Okuyucunun zihnine yerleşmesi için siyasi İslamcı grupların sembollerinin vatan ve vatanseverliğe değer vermediklerini, vatanı bir put olarak adlandırdıklarını tekrarlamalıyız. Seyyid Kutub şöyle derdi: “Vatan bir avuç çürük topraktır.” Ondan önce de Hasan el-Benna şöyle demişti: “Milliyetçilik bir fitnedir” ve “İnsanlar, milliyetçilik çağrısıyla fitneye sürüklendiler.” Yine Benna: “Biz, vatanımızın hudutlarını inanç ve iman ile çizeriz” demişti. Ondan sonra Müslüman Kardeşler'in ikinci Mürşidi olan Hasan el-Hudeybi de “Biz Müslüman Kardeşler olarak coğrafi sınır tanımıyoruz” demişti. Daha sonra cemaatin yedinci Mürşidi olan Mehdi Akif ise: “Mısır’ın canı cehenneme” demişti. Hamas liderlerinden Mahmud ez-Zahar, Filistin'in Hamas için hiçbir şey ifade etmediğini söylemişti.

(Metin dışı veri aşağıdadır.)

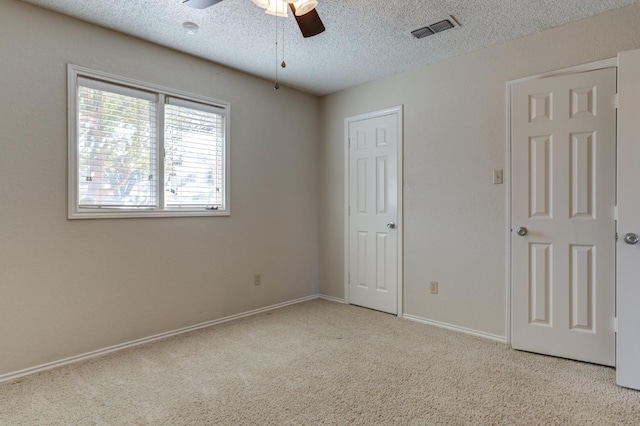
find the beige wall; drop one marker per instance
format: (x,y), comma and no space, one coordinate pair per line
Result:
(69,287)
(454,136)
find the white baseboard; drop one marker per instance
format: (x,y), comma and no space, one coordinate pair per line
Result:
(100,352)
(331,298)
(459,329)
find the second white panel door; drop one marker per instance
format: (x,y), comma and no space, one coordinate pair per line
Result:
(373,212)
(563,199)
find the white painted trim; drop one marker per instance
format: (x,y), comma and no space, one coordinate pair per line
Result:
(346,210)
(332,299)
(100,352)
(592,66)
(507,180)
(399,112)
(482,334)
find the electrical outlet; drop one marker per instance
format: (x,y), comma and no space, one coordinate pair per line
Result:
(497,176)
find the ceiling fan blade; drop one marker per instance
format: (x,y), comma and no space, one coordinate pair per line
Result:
(310,23)
(200,4)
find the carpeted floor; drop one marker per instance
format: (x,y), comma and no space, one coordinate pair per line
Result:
(320,362)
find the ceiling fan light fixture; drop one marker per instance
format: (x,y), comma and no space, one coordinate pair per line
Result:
(303,7)
(277,8)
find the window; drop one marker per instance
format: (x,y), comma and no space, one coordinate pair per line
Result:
(138,150)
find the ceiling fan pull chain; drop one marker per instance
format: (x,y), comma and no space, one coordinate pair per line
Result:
(283,64)
(276,86)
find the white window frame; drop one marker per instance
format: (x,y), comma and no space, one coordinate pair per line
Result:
(75,211)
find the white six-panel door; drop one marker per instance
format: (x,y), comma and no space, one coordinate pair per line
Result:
(628,295)
(563,197)
(373,211)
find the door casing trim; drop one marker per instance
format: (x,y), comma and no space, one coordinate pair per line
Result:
(592,66)
(398,111)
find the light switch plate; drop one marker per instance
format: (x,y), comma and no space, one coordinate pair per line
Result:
(497,176)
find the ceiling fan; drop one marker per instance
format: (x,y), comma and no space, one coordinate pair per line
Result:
(304,11)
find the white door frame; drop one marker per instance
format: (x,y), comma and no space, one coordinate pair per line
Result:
(606,63)
(398,110)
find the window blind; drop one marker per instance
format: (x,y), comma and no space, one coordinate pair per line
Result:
(194,155)
(117,154)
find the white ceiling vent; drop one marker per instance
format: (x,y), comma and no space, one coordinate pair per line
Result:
(438,27)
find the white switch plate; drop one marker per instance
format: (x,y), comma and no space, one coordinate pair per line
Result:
(497,176)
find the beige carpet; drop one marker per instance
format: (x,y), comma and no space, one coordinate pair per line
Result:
(321,363)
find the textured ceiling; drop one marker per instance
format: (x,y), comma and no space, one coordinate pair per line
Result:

Temel ilke ve fikirleri anlamak olayları açıklar ve siyasi İslam gruplarının vatan ve milliyetçiliğe dair fikirlerini anlamadan da onların siyasal kararlarını anlamak mümkün değildir. Bu terör örgütlerinin yayıldığı birçok Arap ülkesinde yaşanan olayları açıklamaya yardımcı olan bir diğer kavram da “yakın düşmana karşı cihadın, uzak düşmana karşı cihattan daha önemli olduğu” kavramıdır. İşte bu nedenle bu örgütler “Filistin” ve İsrail’le mücadele sloganı altında ülkelerine ve halklarına karşı savaşmayı sürdürdüler. Onlar bu sloganı kullansalar da sadece kendi halklarına ve ülkelerine karşı savaştılar, İsrail'e hiçbir şekilde saldırmadılar.

Son olarak Suudi Arabistan, çok net bir açıklama yayınlayarak, Filistinlilerin anavatanlarından sürülmesi fikrini reddetti. İki devletli çözümü güçlü bir şekilde destekledi. Mısır ve Ürdün de bu fikre karşı çıktı. Bu fikre karşı birleşik bir Arap pozisyonu benimsemek ve bu karşı çıkışa uluslararası destek bulmak kolay olacaktır. Daha önce İsrail ile Müslüman Kardeşler'in kabul ettiği şeyi Filistin halkı ve Arap ülkeleri kabul etmeyecektir.